Gruesome cases from Brighton’s past feature in the nation’s first ever guide to historic crimes in Britain’s pubs and hotels.
Murder at The Inn: A History of Crime in Britain’s Pubs and Hotels, reveals where to find more than 250 hostelries across the country linked to cases of murder and mayhem.
As well as featuring well known criminals like the Krays, Dick Turpin and Jack the Ripper the book also reveals the details of criminal cases from Brighton.
A whole chapter is devoted to the sorry tale of how Thomas Packham, landlord of the Marlborough Inn in Princes Street, killed his wife Lucy in a drunken rage.
But despite an inquest finding Mrs Packham’s cause of death to be wilful murder at Thomas’s hands, a jury later acquitted him of murder and guilty of the lesser charge of manslaughter.
The hotel, now the Marlborough Pub and Theatre, still remembers the unfortunate victim, and serves a Lucy Packham cocktail made with rum, pineapple juice and a splash of Chambord.
Bar manager Cat Kimber said: “We’ve got a story on the wall here.
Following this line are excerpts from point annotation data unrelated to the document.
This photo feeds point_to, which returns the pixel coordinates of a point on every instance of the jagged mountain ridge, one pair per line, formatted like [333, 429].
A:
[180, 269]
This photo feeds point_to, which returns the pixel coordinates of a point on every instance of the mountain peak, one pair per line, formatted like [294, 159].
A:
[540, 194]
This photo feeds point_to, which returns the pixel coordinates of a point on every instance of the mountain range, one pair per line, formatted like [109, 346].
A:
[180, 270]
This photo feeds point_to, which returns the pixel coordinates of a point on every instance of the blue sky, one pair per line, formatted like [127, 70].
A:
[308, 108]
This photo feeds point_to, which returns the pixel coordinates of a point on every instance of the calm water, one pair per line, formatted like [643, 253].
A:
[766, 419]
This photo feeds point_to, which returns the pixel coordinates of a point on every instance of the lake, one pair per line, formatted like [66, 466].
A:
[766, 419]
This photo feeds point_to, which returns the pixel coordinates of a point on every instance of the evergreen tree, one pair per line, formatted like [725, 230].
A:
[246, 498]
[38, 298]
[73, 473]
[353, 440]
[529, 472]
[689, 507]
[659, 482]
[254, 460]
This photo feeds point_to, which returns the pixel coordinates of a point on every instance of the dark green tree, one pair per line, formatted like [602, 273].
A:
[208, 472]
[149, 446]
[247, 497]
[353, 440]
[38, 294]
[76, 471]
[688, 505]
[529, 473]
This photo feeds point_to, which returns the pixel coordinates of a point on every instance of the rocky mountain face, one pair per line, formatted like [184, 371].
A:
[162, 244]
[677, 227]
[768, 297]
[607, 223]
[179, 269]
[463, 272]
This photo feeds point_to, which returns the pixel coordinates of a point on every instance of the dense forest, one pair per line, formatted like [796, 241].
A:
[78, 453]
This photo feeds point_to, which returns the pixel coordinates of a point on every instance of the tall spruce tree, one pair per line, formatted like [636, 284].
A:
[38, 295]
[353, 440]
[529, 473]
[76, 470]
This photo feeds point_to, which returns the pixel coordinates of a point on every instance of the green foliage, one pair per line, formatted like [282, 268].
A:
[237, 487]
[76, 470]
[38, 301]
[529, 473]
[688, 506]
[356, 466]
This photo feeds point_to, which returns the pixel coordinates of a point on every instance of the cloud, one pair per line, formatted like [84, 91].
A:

Whether she actually haunts us or not, most of believe she still has a presence here.”
Other Brighton cases include how acid bath murderer John George Haigh lured victims from the Metropole, the bombing of the Grand Hotel in 1984 and a man who was apprehended at The Windmill, now the Dyke Pub & Kitchen for murder in 1887.
James Moore says: “The history of Britain’s pubs, inns and hotels has gone hand in hand with the history of crime.
“Now, for the first time we link pubs that can still be found today with captivating and sometimes horrifying tales from their past.”